Bomb-sniffing dogs at the rail yard also located bomb-making materials in what is presumed to be Cassidy’s locker, including detonator cords and “the precursors to an explosive,” according to Smith.
During a news briefing Thursday, board members and officials with the VTA expressed shock and sadness.
“Words are not enough to justify the pain we are going through,” said VTA light rail transportation Supt. Naunihal Singh. “I’m angry. I’m sad. I’m lost for words. At the same time trying to find reasons why.”
Singh also said it showed the character of his co-workers that they tried to save others during the attack. The family of one victim, Taptejdeep Singh, said he helped fellow workers hide before being shot.
San Jose City Councilman Raul Peralez spoke as both a VTA board member and a friend of one of the victims, Michael Rudometkin.
“Personally, my heart is broken,” he said. “And honestly, it’s going to take a lot of time — not for me, but for all of us — to be able to heal.”
San Jose Mayor Sam Liccardo said on Twitter that a vigil for the victims will be held at 6 p.m.

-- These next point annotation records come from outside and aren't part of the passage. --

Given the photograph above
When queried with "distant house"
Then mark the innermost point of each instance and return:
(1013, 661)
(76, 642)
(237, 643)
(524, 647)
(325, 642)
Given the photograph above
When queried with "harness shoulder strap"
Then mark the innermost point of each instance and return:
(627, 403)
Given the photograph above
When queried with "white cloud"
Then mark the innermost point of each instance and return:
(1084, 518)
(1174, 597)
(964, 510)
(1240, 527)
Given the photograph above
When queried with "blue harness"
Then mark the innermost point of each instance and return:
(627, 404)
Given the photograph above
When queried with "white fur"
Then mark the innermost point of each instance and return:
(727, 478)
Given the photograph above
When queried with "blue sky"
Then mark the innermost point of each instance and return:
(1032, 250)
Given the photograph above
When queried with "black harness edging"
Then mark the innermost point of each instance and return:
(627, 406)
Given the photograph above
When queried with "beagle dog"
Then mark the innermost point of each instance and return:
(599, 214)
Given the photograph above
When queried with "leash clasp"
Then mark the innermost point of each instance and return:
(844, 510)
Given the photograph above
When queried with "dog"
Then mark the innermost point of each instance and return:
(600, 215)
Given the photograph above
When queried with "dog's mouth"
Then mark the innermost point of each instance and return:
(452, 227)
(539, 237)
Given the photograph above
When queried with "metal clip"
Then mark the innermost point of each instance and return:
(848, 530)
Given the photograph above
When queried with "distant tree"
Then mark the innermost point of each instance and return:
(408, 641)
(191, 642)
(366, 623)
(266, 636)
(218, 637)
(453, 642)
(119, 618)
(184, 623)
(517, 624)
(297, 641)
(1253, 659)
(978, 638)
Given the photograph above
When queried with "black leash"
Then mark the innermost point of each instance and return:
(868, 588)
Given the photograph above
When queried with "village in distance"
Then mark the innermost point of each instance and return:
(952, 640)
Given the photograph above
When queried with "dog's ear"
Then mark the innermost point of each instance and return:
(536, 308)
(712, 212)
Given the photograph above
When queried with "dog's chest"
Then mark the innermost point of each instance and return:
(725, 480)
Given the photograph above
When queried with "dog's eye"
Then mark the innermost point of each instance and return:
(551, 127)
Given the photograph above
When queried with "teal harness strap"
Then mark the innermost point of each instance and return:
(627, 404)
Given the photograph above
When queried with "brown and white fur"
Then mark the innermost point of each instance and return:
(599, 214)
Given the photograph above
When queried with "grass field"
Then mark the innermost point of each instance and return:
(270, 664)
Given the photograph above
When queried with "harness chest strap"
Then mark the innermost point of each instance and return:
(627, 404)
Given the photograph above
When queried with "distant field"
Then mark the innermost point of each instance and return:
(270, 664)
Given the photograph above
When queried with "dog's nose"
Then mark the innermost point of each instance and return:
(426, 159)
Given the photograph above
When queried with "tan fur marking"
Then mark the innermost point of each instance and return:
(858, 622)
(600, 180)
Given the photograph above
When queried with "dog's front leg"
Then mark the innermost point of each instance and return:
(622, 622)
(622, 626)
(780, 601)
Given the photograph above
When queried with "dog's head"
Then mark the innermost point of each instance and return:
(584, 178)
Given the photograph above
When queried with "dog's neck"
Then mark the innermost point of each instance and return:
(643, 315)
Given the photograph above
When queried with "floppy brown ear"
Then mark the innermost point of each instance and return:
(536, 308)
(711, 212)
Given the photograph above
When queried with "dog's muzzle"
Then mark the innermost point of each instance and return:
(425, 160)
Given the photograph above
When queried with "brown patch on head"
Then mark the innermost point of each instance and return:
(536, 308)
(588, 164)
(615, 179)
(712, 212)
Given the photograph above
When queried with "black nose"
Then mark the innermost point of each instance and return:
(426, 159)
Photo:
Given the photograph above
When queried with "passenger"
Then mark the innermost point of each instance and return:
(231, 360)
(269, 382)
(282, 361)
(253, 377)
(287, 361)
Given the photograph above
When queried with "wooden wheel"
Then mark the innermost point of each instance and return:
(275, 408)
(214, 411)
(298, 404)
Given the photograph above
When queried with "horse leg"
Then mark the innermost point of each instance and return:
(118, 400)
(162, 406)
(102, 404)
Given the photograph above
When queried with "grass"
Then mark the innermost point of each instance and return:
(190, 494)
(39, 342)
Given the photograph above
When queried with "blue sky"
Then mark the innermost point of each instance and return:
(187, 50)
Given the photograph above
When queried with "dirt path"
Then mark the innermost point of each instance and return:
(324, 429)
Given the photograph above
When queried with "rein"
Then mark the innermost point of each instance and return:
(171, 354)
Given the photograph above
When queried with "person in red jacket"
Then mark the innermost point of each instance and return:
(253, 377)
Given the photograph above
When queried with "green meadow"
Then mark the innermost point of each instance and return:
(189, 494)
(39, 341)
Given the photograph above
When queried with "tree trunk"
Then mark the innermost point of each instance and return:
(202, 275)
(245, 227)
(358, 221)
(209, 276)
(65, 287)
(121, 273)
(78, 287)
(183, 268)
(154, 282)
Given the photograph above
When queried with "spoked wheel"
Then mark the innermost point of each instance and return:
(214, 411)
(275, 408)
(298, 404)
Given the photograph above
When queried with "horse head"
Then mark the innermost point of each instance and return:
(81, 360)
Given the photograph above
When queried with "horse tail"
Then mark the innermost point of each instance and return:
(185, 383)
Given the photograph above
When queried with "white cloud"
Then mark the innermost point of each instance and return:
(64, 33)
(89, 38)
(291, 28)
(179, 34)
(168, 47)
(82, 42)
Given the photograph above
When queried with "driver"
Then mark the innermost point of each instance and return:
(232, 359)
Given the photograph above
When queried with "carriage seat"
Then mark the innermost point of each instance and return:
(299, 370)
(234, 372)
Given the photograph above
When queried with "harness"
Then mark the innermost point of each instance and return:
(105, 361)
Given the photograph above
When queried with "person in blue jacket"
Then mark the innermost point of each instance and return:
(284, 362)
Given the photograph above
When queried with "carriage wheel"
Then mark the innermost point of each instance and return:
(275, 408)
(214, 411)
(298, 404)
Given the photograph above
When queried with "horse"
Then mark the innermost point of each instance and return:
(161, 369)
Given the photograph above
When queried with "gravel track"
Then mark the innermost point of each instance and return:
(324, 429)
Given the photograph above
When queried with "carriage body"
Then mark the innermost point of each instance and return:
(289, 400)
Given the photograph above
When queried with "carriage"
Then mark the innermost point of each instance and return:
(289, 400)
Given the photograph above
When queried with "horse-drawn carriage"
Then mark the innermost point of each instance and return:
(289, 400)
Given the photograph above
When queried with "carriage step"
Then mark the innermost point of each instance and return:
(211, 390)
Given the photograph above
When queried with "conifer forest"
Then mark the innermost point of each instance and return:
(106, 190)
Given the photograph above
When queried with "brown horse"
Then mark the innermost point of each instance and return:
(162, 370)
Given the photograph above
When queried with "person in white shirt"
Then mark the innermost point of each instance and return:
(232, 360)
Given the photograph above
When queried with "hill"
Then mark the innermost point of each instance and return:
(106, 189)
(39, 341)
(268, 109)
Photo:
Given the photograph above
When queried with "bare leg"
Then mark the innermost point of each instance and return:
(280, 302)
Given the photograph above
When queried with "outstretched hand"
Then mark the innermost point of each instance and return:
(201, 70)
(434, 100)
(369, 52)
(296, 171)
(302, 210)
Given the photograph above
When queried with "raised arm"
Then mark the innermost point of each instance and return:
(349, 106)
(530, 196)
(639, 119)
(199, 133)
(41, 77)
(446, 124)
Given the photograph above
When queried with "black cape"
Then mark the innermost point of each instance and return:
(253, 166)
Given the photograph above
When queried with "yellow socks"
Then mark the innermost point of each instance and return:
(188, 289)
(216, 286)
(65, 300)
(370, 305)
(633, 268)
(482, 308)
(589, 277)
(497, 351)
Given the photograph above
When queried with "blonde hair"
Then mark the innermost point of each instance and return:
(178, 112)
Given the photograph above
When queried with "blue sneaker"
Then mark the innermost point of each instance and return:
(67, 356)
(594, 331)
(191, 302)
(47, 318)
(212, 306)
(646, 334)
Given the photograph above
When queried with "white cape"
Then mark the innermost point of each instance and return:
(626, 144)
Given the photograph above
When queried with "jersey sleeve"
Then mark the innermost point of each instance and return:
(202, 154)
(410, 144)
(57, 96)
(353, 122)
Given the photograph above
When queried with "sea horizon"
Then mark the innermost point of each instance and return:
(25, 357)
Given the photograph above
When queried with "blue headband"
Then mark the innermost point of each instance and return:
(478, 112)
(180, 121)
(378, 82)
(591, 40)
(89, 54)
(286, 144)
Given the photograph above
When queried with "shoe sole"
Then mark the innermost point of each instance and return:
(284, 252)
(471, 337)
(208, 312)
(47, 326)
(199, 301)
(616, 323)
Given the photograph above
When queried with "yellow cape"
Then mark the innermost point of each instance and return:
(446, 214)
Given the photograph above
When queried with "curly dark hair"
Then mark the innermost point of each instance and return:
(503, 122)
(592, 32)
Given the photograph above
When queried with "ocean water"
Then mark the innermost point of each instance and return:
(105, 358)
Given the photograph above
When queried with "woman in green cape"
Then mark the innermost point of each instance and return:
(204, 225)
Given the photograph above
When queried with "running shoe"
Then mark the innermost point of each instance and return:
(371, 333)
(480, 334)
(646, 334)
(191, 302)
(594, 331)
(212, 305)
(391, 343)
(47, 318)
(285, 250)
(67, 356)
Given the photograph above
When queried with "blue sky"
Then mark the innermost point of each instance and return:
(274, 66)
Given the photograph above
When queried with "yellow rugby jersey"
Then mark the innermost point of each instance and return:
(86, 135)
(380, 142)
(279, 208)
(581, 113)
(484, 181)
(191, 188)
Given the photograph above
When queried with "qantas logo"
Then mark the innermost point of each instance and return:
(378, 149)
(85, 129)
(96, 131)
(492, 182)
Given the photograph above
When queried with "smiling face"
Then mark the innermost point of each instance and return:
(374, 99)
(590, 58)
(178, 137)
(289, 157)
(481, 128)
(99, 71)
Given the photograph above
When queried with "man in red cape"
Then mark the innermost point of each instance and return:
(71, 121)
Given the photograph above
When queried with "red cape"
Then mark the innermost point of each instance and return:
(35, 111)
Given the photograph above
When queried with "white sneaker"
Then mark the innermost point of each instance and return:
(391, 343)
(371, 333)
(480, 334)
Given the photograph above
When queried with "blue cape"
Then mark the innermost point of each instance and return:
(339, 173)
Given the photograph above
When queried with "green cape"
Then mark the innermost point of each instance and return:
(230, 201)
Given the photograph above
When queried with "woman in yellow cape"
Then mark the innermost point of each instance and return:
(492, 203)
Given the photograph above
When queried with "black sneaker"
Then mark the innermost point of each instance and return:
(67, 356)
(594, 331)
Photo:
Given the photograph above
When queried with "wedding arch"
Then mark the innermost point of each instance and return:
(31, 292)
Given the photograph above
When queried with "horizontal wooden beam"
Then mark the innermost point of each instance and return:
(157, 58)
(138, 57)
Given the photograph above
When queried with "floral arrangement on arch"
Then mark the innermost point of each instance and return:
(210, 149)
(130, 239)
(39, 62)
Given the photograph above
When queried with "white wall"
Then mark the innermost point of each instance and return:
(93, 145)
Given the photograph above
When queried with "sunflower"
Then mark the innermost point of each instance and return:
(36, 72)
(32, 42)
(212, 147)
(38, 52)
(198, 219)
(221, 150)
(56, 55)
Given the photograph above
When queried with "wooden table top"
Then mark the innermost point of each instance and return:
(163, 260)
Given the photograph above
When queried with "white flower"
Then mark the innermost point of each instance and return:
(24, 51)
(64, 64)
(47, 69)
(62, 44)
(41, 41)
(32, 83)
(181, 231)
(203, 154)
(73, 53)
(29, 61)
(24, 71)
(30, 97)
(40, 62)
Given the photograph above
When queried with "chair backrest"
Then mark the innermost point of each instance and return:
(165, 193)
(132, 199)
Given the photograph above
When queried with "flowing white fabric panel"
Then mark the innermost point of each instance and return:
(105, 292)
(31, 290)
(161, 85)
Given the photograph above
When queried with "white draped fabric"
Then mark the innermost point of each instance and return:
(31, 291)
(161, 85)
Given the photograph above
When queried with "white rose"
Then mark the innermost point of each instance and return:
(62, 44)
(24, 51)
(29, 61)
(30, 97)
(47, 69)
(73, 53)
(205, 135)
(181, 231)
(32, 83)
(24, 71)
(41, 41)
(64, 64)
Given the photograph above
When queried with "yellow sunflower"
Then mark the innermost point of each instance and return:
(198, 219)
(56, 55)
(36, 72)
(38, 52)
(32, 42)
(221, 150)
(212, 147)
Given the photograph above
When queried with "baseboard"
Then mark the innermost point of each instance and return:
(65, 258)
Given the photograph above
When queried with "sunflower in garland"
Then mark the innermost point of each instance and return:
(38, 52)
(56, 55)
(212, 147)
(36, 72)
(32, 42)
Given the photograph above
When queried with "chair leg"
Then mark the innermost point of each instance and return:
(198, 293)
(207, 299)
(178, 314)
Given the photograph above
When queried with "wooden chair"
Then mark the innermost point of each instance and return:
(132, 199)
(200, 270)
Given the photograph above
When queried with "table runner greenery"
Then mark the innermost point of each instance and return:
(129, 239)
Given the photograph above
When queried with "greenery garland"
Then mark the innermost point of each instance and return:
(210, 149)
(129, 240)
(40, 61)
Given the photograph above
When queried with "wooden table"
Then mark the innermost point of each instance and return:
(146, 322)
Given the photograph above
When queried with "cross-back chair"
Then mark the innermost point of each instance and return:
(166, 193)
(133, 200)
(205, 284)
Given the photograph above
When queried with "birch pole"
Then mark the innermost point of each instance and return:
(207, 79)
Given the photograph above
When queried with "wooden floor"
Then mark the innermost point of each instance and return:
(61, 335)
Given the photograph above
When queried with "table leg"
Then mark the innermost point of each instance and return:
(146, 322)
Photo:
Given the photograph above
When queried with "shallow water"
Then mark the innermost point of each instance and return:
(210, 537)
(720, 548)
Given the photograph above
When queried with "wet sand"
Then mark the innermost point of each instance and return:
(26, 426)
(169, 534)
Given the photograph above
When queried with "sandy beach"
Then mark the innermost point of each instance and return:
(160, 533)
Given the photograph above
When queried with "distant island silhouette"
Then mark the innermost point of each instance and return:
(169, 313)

Thursday at City Hall Plaza.
“This is a moment for us to come together and grieve,” he said.
Caltrain will be offering free transportation to the vigil, City Councilwoman Dev Davis said.
Cassidy was known to neighbors as a “very strange, very quiet” guy in his working-class neighborhood, said Ramon Crescini, 64, a retired general contractor who lives several doors down.
He was divorced more than a decade ago. Nelms, his ex-wife, told the Mercury News that he had a mercurial temper and often complained that co-workers and family members had easier lives than he did.
In April 2009, Cassidy was granted a restraining order he sought against a 45-year-old former girlfriend, whom The Times is not naming as she is the victim of an alleged sexual assault.
In an interview with KRON-TV early Thursday, Smith said Cassidy took his own life when deputies confronted him. Officials on Wednesday said they did not exchange gunfire with him.
“He’s a coward. He took a cowardly act,” Smith said.
At a news briefing Wednesday, Gov. Gavin Newsom said there is a “sameness and a numbness to these incidents” after meeting with family members of the victims. He asked when the violence will stop.
“What the hell’s going on in the United States of America?” Newsom asked. “What the hell’s wrong with us? … When are we going to put down our arms, literally and figuratively?”
Speaking to the “Today” show, Smith expressed similar disbelief.
“What in the world could possibly prompt someone to take this kind of action, we don’t know at this point,” she said.